Most compostable plastics need certain conditions in an industrial composter to break down, which Nantucket’s waste management facility at 188 Madaket Road may or may not meet. The Department of Public Works and Waste Options Nantucket are working on conducting research to better understand the capabilities of our Composter and composting process.

Cleaning up the Compostable Waste stream by keeping plastic and other non-biodegradable materials out of it, creates more possibilities for finding ways to properly handle compostable plastics locally.

For more information about how to sort your ‘trash’ visit: https://www.nantucket-ma.gov/SolidWaste.


How does this bylaw relate to the existing Biodegradable Packaging Bylaw?

Nantucket has an existing Biodegradable Packaging Bylaw, which is related to this Single-Use Plastics bylaw but covers packaging: https://ecode360.com/11471185. The 2020-Plastics Ban Informal Work Group is looking into possibly merging the regulations for the Biodegradable Packaging Bylaw and this Single-Use Plastics Bylaw, as well as better understanding loopholes in the existing Biodegradable Packaging Bylaw regulations.

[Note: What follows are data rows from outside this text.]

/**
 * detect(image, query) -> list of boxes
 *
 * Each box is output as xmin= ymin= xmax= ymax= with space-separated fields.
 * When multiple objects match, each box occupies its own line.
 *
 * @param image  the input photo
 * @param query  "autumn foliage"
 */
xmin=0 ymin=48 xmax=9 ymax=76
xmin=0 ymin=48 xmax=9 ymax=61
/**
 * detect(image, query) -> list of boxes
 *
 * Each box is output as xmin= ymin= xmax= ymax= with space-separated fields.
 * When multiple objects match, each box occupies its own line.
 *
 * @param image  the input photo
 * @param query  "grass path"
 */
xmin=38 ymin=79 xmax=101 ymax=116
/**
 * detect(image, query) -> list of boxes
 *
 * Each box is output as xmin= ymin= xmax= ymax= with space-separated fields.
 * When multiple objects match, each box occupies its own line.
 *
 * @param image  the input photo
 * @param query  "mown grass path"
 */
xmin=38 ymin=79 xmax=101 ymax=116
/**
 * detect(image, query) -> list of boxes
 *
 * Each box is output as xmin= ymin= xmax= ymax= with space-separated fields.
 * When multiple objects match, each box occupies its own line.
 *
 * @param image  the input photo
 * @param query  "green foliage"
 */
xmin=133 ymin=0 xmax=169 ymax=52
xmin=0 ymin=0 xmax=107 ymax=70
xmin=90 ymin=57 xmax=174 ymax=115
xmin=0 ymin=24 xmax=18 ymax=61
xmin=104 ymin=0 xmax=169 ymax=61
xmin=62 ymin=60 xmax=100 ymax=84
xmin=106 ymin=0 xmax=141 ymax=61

Why are nip bottles, 4-pack yokes, plastic plant pots, etc. not included in the ban?

Initially the proposed ban was more comprehensive than what was voted on at Special Town Meeting. In the future, there is the possibility for adding additional items to the bylaw.

 

Can my business use these items if they are made from compostable plastics, bamboo, or a natural fiber?

Yes, this bylaw prohibits petroleum-basedplastics only; compostable plastics, bamboo and other natural materials are permitted. Most compostable plastics items are currently made from polylactic acid (PLA), though there are other types of compostable plastics. Regardless, all compostable plastic items indicate on the item that it is compostable. Please note: the terms “biodegradable” and “oxo-degradable” do not signify that a material is “compostable,” nor are those terms interchangeable for “compostable.”


This page was last updated on August 19, 2019.